The Shared Responsibility Model is the most successful marketing campaign in the history of cybersecurity. It is also a convenient fiction. We’ve been trained to believe that if we just trust the "Layer Zero" providers—the Microsofts, the AWSs, and the Entras of the world—the foundation of our stack is inherently secure. But as we move deeper into the age of sovereign infrastructure, an uncomfortable truth is emerging: these providers are architecturally incentivized to keep their security controls shallow.
This is the Layer Zero Paradox. The entities best positioned to solve security are the ones least incentivized to do so with the granularity required by the modern enterprise.
The Phenomenon: Structural Shallowing
In the collision space between infrastructure and defense, we are witnessing "Structural Shallowing". This is the process where foundational providers build security features that are "good enough" for 80% of the market but fail at the edge cases where real damage occurs.
Why? Because Layer Zero optimizes for reliability, scale, and economics. Security, by its very nature, is an act of principled friction. It is the implementation of "no" in a system designed to say "yes" to as many transactions as possible. When a cloud provider adds a deep security control, they aren’t just adding a feature; they are adding a potential failure point for their core product. If a security toggle breaks an application, the customer doesn't blame their security policy—they blame the cloud provider.
Consequently, foundational providers build toggles, not depth. They give you a "Log Everything" button that produces a firehose of telemetry, but they rarely provide the tools to differentiate the signal from the noise within their own interface. To go deep is to increase the support burden, and for a Layer Zero player, support is a cost center that doesn't scale.
The Monopoly on Visibility
The danger of Structural Shallowing is compounded by the fact that Layer Zero players have a natural monopoly on the most critical telemetry. An identity provider (IdP) sees every authentication event. A cloud provider sees every VPC flow. An OS vendor sees every kernel call.
When these providers offer "Security as a Feature," they leverage this visibility to create a walled garden. They argue that because they have "unique signals," their native security tools are superior. However, this is a strategic misdirection. While they have the signals, their internal telemetry is often siloed from the operational reality of the business.
As argued in this Ross Haleliuk analysis, for everyone except the foundation, delivering security becomes a negotiation with the underlying layer. When you rely solely on native tools, you aren't just trusting their security; you are outsourcing your ability to negotiate with your own infrastructure.
Principled Friction as a Service
If Layer Zero provides the "naked" infrastructure, the role of the modern security team is to implement Principled Friction. This is the specialized layer of defense that the foundation cannot, or will not, provide.
We see this repeating in every architectural shift. With the rise of the browser as the new OS, we saw the explosion of Browser Security Platforms. These didn't replace Chrome or Edge; they added the "high-integrity friction" (like granular data loss prevention and contextual access) that Google and Microsoft are architecturally prohibited from building into the browser itself without breaking the global web experience.
The market for specialized security vendors isn't a sign of inefficiency. It is the inevitable response to the Structural Shallowing of the foundation.

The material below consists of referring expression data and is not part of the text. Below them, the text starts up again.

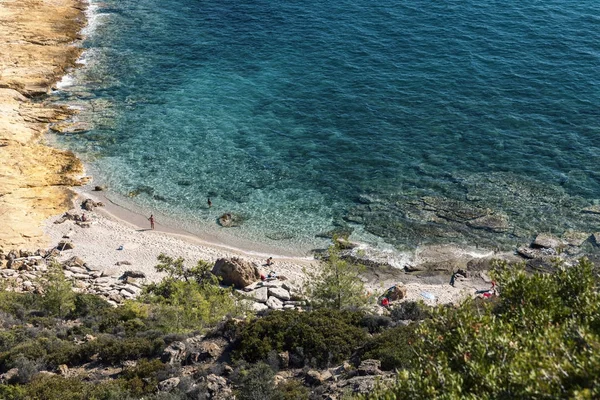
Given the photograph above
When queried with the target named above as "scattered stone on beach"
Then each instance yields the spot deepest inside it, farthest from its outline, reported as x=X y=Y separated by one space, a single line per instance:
x=68 y=216
x=274 y=303
x=547 y=241
x=575 y=238
x=229 y=220
x=89 y=204
x=123 y=263
x=74 y=262
x=259 y=307
x=65 y=128
x=260 y=295
x=396 y=292
x=236 y=271
x=65 y=245
x=280 y=293
x=133 y=274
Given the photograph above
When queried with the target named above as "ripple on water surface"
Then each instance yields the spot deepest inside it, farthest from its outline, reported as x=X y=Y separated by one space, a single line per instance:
x=306 y=117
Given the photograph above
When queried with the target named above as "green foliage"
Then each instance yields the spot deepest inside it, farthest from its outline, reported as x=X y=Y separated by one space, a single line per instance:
x=291 y=390
x=393 y=348
x=115 y=351
x=88 y=304
x=337 y=284
x=142 y=379
x=57 y=387
x=11 y=392
x=58 y=299
x=541 y=340
x=322 y=337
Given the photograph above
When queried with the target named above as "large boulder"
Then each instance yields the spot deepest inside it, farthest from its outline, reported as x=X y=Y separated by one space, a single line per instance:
x=396 y=292
x=235 y=271
x=547 y=241
x=168 y=384
x=174 y=353
x=229 y=220
x=280 y=293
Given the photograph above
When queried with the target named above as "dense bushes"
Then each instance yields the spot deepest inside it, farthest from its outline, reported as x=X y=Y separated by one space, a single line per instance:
x=320 y=338
x=393 y=348
x=541 y=339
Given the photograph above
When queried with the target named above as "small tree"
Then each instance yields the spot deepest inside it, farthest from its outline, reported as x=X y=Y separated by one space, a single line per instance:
x=59 y=298
x=337 y=283
x=188 y=298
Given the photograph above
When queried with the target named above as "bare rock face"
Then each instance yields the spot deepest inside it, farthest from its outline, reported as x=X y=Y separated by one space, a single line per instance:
x=168 y=384
x=235 y=271
x=174 y=353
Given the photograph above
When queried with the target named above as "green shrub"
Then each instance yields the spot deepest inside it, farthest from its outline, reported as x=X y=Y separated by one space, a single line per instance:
x=11 y=392
x=57 y=387
x=336 y=284
x=410 y=310
x=88 y=304
x=321 y=337
x=254 y=382
x=58 y=298
x=142 y=379
x=291 y=390
x=540 y=340
x=393 y=348
x=187 y=299
x=115 y=351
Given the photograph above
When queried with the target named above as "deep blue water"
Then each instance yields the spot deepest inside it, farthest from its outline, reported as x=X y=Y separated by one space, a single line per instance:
x=304 y=116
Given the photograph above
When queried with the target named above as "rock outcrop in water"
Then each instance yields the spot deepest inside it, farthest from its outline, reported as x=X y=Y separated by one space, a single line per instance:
x=488 y=210
x=36 y=46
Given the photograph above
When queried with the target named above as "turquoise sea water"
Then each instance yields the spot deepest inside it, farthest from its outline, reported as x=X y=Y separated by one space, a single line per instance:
x=307 y=116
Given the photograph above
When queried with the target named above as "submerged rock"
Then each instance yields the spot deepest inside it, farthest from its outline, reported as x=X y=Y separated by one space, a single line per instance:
x=229 y=220
x=547 y=241
x=574 y=238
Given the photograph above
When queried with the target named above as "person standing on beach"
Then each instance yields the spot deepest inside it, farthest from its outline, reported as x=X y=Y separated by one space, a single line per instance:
x=151 y=219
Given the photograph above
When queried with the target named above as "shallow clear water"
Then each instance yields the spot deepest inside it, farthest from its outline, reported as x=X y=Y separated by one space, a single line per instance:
x=305 y=116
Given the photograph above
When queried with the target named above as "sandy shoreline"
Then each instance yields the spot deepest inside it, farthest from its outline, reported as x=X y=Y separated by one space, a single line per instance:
x=117 y=235
x=37 y=46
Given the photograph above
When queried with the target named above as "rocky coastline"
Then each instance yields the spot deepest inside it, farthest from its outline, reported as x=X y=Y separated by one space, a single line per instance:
x=37 y=43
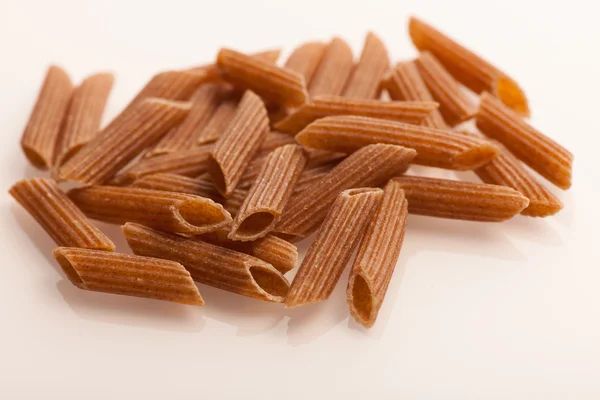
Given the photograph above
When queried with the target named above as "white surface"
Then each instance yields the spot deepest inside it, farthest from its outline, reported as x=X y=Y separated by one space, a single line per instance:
x=475 y=311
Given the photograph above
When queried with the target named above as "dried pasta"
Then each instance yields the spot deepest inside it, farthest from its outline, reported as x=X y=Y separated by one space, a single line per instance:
x=129 y=275
x=327 y=256
x=58 y=216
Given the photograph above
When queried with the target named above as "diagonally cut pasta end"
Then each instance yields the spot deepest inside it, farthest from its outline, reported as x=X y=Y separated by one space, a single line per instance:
x=511 y=94
x=360 y=301
x=270 y=282
x=68 y=268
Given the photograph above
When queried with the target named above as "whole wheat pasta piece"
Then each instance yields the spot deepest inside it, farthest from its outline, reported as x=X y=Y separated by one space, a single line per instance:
x=45 y=122
x=170 y=85
x=507 y=170
x=305 y=59
x=83 y=119
x=211 y=265
x=205 y=102
x=411 y=112
x=57 y=215
x=467 y=67
x=238 y=144
x=455 y=105
x=327 y=256
x=212 y=71
x=436 y=148
x=122 y=140
x=275 y=84
x=405 y=83
x=445 y=198
x=168 y=211
x=179 y=184
x=374 y=62
x=269 y=194
x=334 y=69
x=129 y=275
x=310 y=176
x=535 y=149
x=191 y=162
x=220 y=118
x=274 y=250
x=377 y=256
x=372 y=165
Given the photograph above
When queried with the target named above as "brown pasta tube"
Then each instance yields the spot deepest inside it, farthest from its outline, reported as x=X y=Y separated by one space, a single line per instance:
x=220 y=119
x=45 y=122
x=211 y=265
x=168 y=211
x=436 y=148
x=507 y=170
x=411 y=112
x=305 y=59
x=204 y=104
x=365 y=81
x=275 y=84
x=238 y=144
x=122 y=140
x=191 y=162
x=461 y=200
x=334 y=69
x=467 y=67
x=274 y=250
x=370 y=166
x=377 y=256
x=405 y=83
x=57 y=215
x=455 y=105
x=83 y=119
x=535 y=149
x=125 y=274
x=269 y=194
x=327 y=256
x=178 y=184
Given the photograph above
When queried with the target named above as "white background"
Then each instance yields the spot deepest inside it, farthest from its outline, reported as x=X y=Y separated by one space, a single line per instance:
x=475 y=311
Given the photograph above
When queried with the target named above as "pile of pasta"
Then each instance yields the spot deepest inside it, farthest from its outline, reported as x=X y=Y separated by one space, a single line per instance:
x=214 y=172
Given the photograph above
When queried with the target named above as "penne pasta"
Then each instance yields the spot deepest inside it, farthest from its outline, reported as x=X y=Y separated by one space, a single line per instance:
x=455 y=105
x=191 y=162
x=327 y=256
x=372 y=165
x=122 y=140
x=377 y=256
x=129 y=275
x=45 y=122
x=220 y=119
x=436 y=148
x=211 y=265
x=305 y=59
x=272 y=83
x=467 y=67
x=57 y=215
x=535 y=149
x=179 y=184
x=405 y=83
x=411 y=112
x=205 y=102
x=238 y=144
x=83 y=119
x=365 y=81
x=507 y=170
x=461 y=200
x=334 y=69
x=168 y=211
x=269 y=194
x=280 y=253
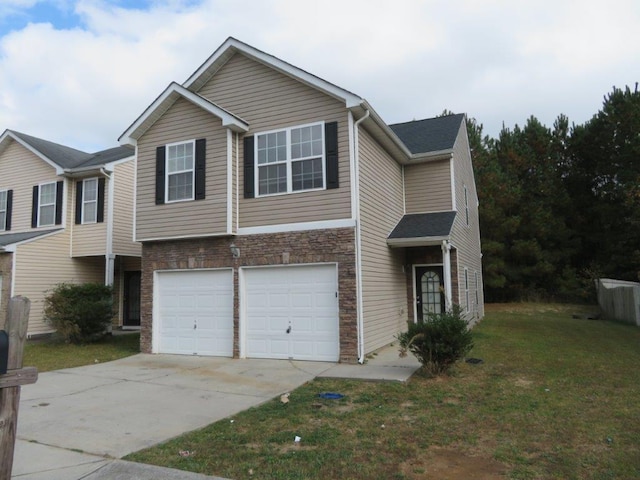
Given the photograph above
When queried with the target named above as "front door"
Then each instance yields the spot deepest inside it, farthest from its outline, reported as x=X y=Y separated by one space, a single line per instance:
x=131 y=300
x=429 y=291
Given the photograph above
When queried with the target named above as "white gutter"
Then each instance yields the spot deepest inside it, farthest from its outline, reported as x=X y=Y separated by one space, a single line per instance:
x=356 y=186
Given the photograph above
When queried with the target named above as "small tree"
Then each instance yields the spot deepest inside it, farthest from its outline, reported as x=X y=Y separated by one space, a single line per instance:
x=80 y=313
x=439 y=341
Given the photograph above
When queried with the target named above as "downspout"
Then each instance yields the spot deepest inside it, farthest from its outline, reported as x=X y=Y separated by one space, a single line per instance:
x=359 y=238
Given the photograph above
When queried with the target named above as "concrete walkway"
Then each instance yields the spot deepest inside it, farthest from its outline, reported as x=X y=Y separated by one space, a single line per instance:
x=77 y=423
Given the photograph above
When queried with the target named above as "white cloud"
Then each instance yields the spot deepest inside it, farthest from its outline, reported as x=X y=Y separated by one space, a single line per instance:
x=495 y=60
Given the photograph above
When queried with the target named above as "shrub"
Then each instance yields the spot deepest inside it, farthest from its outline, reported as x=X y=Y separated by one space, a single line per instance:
x=80 y=313
x=439 y=341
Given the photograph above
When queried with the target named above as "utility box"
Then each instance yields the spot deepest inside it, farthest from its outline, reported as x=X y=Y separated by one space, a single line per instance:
x=4 y=351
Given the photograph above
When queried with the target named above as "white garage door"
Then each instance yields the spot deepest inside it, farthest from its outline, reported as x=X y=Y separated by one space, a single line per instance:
x=195 y=312
x=292 y=312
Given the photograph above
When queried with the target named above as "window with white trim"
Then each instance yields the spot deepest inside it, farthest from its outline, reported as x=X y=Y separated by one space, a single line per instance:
x=180 y=171
x=4 y=195
x=90 y=200
x=47 y=204
x=290 y=160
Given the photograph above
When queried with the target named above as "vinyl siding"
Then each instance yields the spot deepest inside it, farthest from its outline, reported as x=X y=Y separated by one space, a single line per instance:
x=428 y=187
x=124 y=177
x=466 y=238
x=20 y=170
x=182 y=122
x=383 y=281
x=269 y=100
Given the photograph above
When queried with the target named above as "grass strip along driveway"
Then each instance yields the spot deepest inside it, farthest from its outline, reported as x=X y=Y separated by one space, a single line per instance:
x=555 y=397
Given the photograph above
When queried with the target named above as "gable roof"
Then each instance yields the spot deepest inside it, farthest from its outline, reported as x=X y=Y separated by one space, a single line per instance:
x=417 y=229
x=61 y=157
x=165 y=100
x=430 y=135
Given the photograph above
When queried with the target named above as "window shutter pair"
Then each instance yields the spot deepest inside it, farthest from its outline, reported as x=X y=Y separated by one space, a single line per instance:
x=331 y=160
x=200 y=171
x=35 y=202
x=100 y=212
x=7 y=223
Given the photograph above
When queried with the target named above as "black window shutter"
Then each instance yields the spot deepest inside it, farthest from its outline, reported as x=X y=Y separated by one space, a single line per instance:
x=59 y=188
x=201 y=149
x=249 y=167
x=7 y=224
x=34 y=206
x=79 y=185
x=100 y=212
x=160 y=168
x=331 y=154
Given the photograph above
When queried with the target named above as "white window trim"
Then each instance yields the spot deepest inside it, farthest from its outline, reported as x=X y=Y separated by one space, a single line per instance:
x=289 y=161
x=192 y=170
x=85 y=202
x=3 y=225
x=40 y=204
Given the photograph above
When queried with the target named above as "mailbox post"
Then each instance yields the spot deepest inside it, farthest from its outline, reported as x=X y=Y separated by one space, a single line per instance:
x=14 y=337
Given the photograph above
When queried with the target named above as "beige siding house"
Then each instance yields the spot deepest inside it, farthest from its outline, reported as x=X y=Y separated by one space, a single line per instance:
x=281 y=217
x=66 y=216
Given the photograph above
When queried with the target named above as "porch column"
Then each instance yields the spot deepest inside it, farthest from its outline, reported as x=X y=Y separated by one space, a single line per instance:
x=446 y=263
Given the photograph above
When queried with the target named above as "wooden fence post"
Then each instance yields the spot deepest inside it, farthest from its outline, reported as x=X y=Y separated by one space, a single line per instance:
x=16 y=328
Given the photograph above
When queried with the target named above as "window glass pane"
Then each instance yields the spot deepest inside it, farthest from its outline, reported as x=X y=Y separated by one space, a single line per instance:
x=307 y=174
x=180 y=186
x=272 y=179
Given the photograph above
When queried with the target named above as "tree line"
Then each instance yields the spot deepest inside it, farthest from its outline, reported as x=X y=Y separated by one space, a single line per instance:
x=560 y=206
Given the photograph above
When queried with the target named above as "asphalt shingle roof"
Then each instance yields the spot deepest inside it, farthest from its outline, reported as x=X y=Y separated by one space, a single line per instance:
x=429 y=135
x=69 y=158
x=421 y=225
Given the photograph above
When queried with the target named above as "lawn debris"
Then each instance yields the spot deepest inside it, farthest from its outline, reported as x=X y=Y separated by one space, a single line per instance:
x=331 y=395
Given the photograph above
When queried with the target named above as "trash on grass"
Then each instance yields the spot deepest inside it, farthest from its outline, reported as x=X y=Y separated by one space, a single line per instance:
x=331 y=396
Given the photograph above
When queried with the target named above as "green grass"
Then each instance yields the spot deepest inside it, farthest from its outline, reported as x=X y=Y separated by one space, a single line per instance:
x=556 y=397
x=54 y=354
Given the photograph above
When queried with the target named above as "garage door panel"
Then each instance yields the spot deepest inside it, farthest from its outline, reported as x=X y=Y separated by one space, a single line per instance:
x=195 y=312
x=300 y=297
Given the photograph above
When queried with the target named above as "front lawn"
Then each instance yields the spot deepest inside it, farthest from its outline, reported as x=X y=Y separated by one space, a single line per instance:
x=556 y=397
x=54 y=354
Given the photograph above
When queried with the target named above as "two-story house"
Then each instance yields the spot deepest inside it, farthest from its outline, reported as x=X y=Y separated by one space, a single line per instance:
x=281 y=217
x=66 y=216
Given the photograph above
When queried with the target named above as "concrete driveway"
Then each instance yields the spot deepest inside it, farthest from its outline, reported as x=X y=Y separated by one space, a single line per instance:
x=74 y=422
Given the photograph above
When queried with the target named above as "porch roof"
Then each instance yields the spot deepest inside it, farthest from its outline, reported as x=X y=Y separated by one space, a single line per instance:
x=419 y=229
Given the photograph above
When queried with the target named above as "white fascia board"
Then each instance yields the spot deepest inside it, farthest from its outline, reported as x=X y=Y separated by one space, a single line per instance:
x=416 y=242
x=9 y=135
x=164 y=101
x=231 y=45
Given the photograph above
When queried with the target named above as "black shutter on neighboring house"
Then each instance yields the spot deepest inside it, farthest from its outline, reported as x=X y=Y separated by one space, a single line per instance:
x=160 y=169
x=201 y=148
x=249 y=168
x=34 y=206
x=7 y=223
x=59 y=189
x=79 y=185
x=100 y=211
x=331 y=153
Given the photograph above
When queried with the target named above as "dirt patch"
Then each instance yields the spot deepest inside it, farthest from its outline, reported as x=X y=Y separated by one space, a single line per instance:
x=446 y=464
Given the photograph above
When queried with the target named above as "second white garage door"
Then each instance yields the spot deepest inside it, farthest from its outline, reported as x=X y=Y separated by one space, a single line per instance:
x=194 y=312
x=292 y=312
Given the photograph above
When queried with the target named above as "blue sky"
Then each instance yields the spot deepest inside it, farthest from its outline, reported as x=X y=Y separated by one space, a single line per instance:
x=79 y=72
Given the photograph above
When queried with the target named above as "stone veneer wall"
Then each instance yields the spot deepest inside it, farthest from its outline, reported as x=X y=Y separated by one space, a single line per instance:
x=6 y=262
x=312 y=246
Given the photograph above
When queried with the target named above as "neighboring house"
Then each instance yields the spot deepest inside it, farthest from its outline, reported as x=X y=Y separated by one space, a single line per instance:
x=280 y=217
x=66 y=216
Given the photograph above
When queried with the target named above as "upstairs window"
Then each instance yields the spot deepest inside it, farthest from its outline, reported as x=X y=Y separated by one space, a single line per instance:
x=290 y=160
x=180 y=171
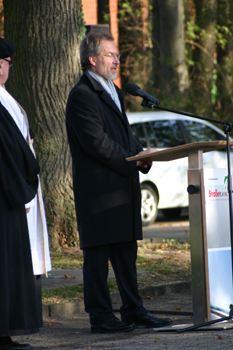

The Red Team Perspective: Living off the Foundational Land
From an adversarial standpoint, Structural Shallowing is a gift. Attackers have learned to "live off the foundational land," exploiting the very configurations that Layer Zero providers keep "open" by default to ensure ease of deployment.
The Red Team doesn't need to find a 0-day in the cloud's hypervisor if they can find a "recommended configuration" that prioritizes connectivity over isolation. The failure point isn't the code; it’s the "Least Friction Default". When every security control is a toggle that a junior admin can flip for "troubleshooting," the foundation isn't a fortress—it's a sieve.
Concrete Recommendations
To navigate the Layer Zero Paradox, security practitioners must stop treating native security features as a complete solution and start treating them as raw materials.
- Audit for "Least Friction" Defaults: Conduct a thorough review of your foundation (IdP, Cloud, OS) specifically looking for features where the provider has prioritized "connectivity" over "security." These are your primary blind spots.
- Implement "Layer One" Overlays: Do not rely on native tools for critical visibility. Use third-party telemetry overlays (like CSPMs or Browser Security Platforms) that are architecturally independent of the infrastructure they monitor. This maintains your ability to "negotiate" with the foundation.
- Trust, but Verify via External Telemetry: If your IdP says an account is secure but your external network monitor shows anomalous traffic, trust the external monitor. Native tools are prone to "confirmation bias" in favor of the provider’s own infrastructure.
- Demand Granularity over Bundles: When evaluating Layer Zero security features, ask for the underlying API access, not the shiny dashboard. If you can’t get the raw data out into your own "Principled Friction" layer, you don't own the security—the foundation does.